Paul Graham on Fighting Spam
Ramakrishnan M writes "Paul Graham, the Lisp Guru is back with a great technique to fight spam. It is based on trust matric, and he claims, only 5 out of 1000 spams got leaked out of this system with 0 false positives. Worth looking at."
Create an E-Mail address called, say, spam@example.net.
Put a link to it on your website, but tell people not to use it for anything, E.G.
<a href="mailto:spam@example.net">Spam trap - don't use me</a>
Then, it'll get harvested along with all the others on your site. That mail box will fill up with spam, and nothing else.
What good is that? Well, you've got a ready-made list of messages to filter *out* of your other mail boxes!
So, just write a script that checks each inbound E-Mail against the spam list. If it matches, you *know* it's either:
1. Spam
or
2. An E-Mail that somebody has also sent to the "Don't use me" address.
In either case, you don't want to read it, so it gets auto-deleted. Nice.
Oh, I think I'll patent this, and not tell any of you about the royalty I'm going to charge in 15 years time. Hahahahahahaha!!!
Oh, by the way, first post, first post... NOT!

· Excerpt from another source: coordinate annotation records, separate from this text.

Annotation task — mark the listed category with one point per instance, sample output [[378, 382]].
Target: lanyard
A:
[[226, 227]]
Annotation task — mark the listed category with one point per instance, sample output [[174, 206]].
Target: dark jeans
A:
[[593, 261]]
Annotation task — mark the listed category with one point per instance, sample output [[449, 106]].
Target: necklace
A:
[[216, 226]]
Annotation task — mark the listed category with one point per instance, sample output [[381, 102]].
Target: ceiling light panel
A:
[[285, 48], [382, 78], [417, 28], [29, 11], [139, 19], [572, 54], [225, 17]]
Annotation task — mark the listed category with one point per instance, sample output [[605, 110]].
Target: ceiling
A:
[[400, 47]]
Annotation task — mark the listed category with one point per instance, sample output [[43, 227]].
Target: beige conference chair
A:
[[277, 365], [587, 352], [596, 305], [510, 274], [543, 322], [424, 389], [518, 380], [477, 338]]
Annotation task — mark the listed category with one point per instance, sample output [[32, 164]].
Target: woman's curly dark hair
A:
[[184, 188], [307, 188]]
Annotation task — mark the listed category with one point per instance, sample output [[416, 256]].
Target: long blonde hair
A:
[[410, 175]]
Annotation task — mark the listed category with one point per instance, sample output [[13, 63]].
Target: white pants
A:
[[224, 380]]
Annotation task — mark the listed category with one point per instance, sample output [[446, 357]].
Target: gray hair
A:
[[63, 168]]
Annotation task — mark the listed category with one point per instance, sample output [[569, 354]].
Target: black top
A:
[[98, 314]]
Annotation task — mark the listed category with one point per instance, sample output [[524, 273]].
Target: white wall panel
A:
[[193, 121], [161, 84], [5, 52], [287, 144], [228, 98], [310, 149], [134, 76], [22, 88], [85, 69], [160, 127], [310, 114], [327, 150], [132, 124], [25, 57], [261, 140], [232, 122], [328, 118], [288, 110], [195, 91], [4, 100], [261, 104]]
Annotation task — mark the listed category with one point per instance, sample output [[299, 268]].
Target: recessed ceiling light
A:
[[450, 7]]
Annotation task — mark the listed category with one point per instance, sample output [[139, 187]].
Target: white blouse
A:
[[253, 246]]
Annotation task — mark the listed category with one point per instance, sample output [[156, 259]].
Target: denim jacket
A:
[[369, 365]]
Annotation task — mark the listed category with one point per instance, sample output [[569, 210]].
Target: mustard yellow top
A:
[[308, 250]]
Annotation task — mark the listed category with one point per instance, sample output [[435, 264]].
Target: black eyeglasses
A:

Here's how: the spam should be written as a 'multipart/alternative' with an html version of the spam as the primary alternate. The text version contains an innocuous message intended to pass the statistical spam filter. The spam message is entirely contained as an /image/ within the html. The text of the spam becomes invisible to the reader but not to the poor schmuck who gets the email.
I'm guessing here that the inclusion of a single image tag in the html is unlikely to trigger the spam filter, and supplying a wealth of evidence that the email is 'not' spam in the unseen alternate text will let the letter through.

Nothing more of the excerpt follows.